İL ÖZEL İDARESİ VE BİR YOLSUZLUK HİKAYESİ
İl özel idaresi ve üst düzey yöneticileri her zaman bu şehirde mercek altında olmuştur.
Bu şehirde bir kurumla ilgili hangi özel sohbette;
Kötü yönetim adına, Yolsuzluk adına, Haksızlık adına, Hırsızlık adına,
Talan adına bir örnek verilse İl özel İdaresi üzerinden verilir.
Bu örneği verenlerde, bunu dinleyenlerde hatta bu şehirdeki hemen hemen herkes İl Özel idaresinin
Bir hukuksuzluk, haksızlık, hırsızlık, yolsuzluk müessesesi haline geldiğini bilir ama hiç kimse ses çıkarmaz.
Bilip de susmak ‘haksızlık karşısında susan dilsiz şeytandır’ kelam-ı kibarı fehvasınca bir insana yakışır bir özellik değildir.
Fakiri çok olan şehirlerde bir nevi ulufe dağıtır gibi çalışan kurumların haksızlık, yolsuzluk, hırsızlık gibi kötü eylemlerini ortaya dökmek, saçmak, açıklamak, hatta ispatlamak oldukça zordur.
Ben zoru severim.
Haksıza çanak tutmak yerine onu en acımasız şekilde eleştirmeyi yeğlerim.
Bu benim tarzım.
Gri tonları sevmem ya beyazımdır ya da siyah, ya severim ya da sevmem.
Ümmeti muhammedin, fakirin fukaranın, garibin gurebanın hakkını yiyen, yediren yenilmesine göz yumanı sevmem sevemem.
Özel idarenin malı deniz mi yemeyen domuz mu tekerlemesine vereceğim cevap bellidir.
LAFIM ORTAYA İLLAKİ ALANA TÜRÜNDEN SORULAR
İl Özel idaresinde üst düzey yöneticiler üzerinden iş yaptıran yandaş kayıran kollatan var mı ?
İl özel idaresi üzerinden şahsına birinci, ikinci, üçüncü derece akrabalarına taahhüt işini alan siyasetçi, parti yöneticisi, üst düzey bürokrat var mı?
Bu şehirde Rüzgâr ne yöne dönerse, rüzgâr ne yönden eserse o yöne dönenler var.
Bu şehirde Döne döne dönek olanlar var.
Döne döne dönek olmak yükselen değer oldu.
Dün desteklediğine bu gün küfür eden, bugün kötü dediğine yarın alkış tutanlara ben dönek bile demiyorum.

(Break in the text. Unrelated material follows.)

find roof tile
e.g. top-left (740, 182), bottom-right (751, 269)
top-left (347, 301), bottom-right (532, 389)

Biraz ağır kaçacak ama inanıyorum ki çuk oturacak ‘etek giyin’ be kardeşim.
Dansöz Asena bile sizin kıvırmanız karşısında mesleği bırakır âlim Allah.
Utanmak nasıl bir şey?
Hayâ nedir?
Ya onurlu yaşamak?
Ve yahut dik durmak?
Şeref nedir veya şerefli olmak nasıl bir şey?
Sizin yüzünüzün derisi nasıl bir deri?
Beziryağı yumuşatır mı sizin derinizi?
Bir dilim ekmek için böyle zillete, böyle rezilliğe değer mi be kardeşim?
Bir dilim ekmek için bu eğilme, bükülme, yağcılık, yalakalık değer mi be kardeşim?
Ahlaki değerler nerede?
Ya dinin emirleri?
Vicdan, insaf, akıl, izan, muhakeme, muhasebe nasıl bir şey be kardeşim?
Yüzünüz kızarmaz mı?
Bakmayın, hem tükürün çehre-i murdarımıza!
Tükürün: Belki biraz duygu gelir ârımıza!..
Tükürün cebhe-i lâkaydına Şark'ın, tükürün!..
Kuşkulansın, görelim, gayreti halkın, tükürün!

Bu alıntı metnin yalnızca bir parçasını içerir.